Tucked away in a new shopfront on the main strip of Port Elliot, South Australian surf label Yeo Haus is keeping youth culture alive on the Fleurieu's south coast.
Meet the kid building Byron Bay in Port Elliot
Yeo Haus owner and self-taught designer Ben Hewett throws open the door early one morning to let CityMag into his new shop at 49 The Strand, Port Elliot.
Ferns hang from iron bars above the windows of the white stone frontage. It’s a far cry from his former premises – a shed at Factory 9 business precinct on the town’s industrial outskirts – where he traded ad-hoc for three years.
Yeo Haus, Shop of Gentle Goods
49 The Strand, Port Elliot
Monday to Saturday: 10am-5pm
Sunday: 11am-4pm
“I felt it was time to refresh,” Ben says, “and moving to the main street means we now have regular business hours and not just open for weekends and holidays.
“The new space has inspired me to go harder to build the brand.
“Yeo Haus has had a lot of love from Adelaide kids and people out here, as a little brand that they relate to and feel involved in.”
The shop’s front room houses threads, hats, sunnies and thongs. Further back, racks of wetsuits and surfboards are punctuated by a fireplace with mantle shrine dedicated to latter-day sun and sand deity, The Hoff.
A for sale 250cc café racer is the pièce de résistance on the floor. Bar stools and a couch not just for show.
“I’ve always wanted my shop to feel like a place to hang out,” Ben says, “and there is no better way to make people feel welcome than to let them take a seat and stop for a yarn.”

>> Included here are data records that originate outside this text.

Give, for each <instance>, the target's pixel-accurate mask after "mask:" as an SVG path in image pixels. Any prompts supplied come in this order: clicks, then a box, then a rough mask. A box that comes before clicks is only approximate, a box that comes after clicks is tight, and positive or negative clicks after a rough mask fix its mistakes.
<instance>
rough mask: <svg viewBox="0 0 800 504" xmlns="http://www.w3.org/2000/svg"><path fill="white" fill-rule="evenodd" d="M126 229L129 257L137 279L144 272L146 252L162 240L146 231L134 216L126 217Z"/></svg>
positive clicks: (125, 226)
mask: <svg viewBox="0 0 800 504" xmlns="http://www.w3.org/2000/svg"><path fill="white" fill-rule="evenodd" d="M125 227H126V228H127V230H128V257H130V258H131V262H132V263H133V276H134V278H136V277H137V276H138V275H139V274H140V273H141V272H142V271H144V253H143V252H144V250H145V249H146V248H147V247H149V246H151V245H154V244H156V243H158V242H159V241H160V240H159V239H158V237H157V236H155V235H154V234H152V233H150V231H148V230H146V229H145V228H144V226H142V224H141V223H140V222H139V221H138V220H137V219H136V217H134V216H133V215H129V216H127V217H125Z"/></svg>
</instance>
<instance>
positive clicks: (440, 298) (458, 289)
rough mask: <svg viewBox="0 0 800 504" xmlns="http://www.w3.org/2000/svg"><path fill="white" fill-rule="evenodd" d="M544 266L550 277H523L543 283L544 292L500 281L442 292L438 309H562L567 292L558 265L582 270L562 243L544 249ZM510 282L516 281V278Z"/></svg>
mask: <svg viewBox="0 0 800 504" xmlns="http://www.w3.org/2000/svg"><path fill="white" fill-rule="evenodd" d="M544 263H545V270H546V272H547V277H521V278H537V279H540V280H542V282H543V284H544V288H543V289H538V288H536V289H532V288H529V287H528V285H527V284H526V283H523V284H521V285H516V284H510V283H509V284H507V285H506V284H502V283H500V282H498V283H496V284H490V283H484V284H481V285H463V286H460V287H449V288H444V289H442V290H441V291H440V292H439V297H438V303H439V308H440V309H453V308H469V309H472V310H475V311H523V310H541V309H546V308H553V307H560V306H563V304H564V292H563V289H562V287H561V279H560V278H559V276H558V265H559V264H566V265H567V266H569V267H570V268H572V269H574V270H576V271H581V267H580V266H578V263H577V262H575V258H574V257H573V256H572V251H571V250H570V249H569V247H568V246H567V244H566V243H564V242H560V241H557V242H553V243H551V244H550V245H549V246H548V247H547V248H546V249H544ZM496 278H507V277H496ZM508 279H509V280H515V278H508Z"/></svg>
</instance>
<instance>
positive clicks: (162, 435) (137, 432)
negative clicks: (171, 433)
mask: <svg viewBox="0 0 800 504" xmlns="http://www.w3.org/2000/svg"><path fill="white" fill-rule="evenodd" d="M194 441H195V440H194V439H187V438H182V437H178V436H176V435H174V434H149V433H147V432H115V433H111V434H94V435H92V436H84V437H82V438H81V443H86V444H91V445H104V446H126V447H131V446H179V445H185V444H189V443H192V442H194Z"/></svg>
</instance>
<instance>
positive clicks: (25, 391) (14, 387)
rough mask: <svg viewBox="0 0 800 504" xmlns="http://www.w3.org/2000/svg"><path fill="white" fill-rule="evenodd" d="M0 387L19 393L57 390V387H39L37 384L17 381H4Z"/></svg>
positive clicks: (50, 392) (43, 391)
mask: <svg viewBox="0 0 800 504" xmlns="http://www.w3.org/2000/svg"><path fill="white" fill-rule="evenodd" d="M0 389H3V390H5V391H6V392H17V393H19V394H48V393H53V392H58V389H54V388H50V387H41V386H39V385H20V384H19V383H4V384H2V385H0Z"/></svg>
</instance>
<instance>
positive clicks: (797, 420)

Ben is excited about his new line: Yeo Haus Hemp Wear, made in partnership with Adelaide-based business Hemp Clothing Australia. The fabric lasts well and sports the tag “wear to death” in line with Ben’s slow fashion ethos, which he says customers are opening up to in a bid to reduce waste.
He and fellow earth-conscious designer Troy Graves, who runs sustainably-made Cheer Wetsuits, also collect customers’ old wetties to recycle and reuse.
The common thread in Ben’s business and side projects is support for SA-based talent, keeping the glamour-hype around social media influencers and talent from the East Coast at arms length.
“You find a more organic flow when you operate with a local-first mindset,” Ben says, giving a generous nod to his family. “My mum comes to all my parties and my dad is a carpenter, which has come in handy.
“I’m also totally inspired by my grandma Faye Willis who used to run her own label,” he says. “She would critique my designs when I was starting out … (and) is a big part of who I am.
“Without them, none of this,” he glances around the shop, “would happen.”
A businessman who you’ll never catch without a hat on, Ben cuts an image removed from both the quintessential suit and surfer.
He has pushed the homegrown pivot into his latest venture, Field Good Festival, which kicks off at Alma’s Hem Amphitheatre, Inman Valley, on Saturday, 27 October.
The event features an all-South Australian lineup, including Timberwolf and Zen Panda, as well as local food and wine, designed to inspire a sense of culture and connection among young people in the town.
“I wanted to do something for younger people in the region who feel they don’t have a huge amount of entertainment here,” he says. “This is an inclusive event and people of all ages (18+) from all places are welcome – festivals should celebrate diversity.”
Field Good Festival is a sold out event, but you can watch it all unfold via the event’s Instagram account.
Ben also partners with yoga teachers from Power Living to host monthly Yard Yoga events at homes across Adelaide during summer, taking yogis out of the studio with a cheeky beer and eats.
His projects are driven by the same implacable energy that saw him quit uni after one semester of a business marketing degree. Yeo Haus was thus born at a sharehouse on Yeo Ave, Highgate.
Ben travelled to Shenzhen, in China, to source a small-scale manufacturer, then took his brand home to the beach, where it is now as much a fixture as it is an anomaly among the haberdashery, antiques and ice cream characteristic of seaside holiday towns.
Around the corner is a bakery that was established in the 1860s. The ocean is a stone’s throw.
The interview pauses as Ben helps a woman in a wheelchair through the doorway. Mates drop in to see if he wants a coffee. Three teenage girls come to visit Winifred Willis, his British bulldog, who is napping under the window on her retro couch (it belonged to a neighbour until Winifred cleverly chewed the cushion).
An ex-breeding dog rescued from a shelter, Winnie lives with Ben in the home attached to the shop and has inadvertently become a Yeo Haus mascot. Yeo Haus will launch a Winnie Wear clothing line, with five per cent of each sale going to the shelter she came from.
Ben also plans to stock the shop with his homemade market-style hot sauce, which was invented in a way that frankly sums him up.
“I wanted hot sauce so I made some hot sauce and it was good so I’m going to sell it,” he says. “I just think if you want something, do it, teach yourself.”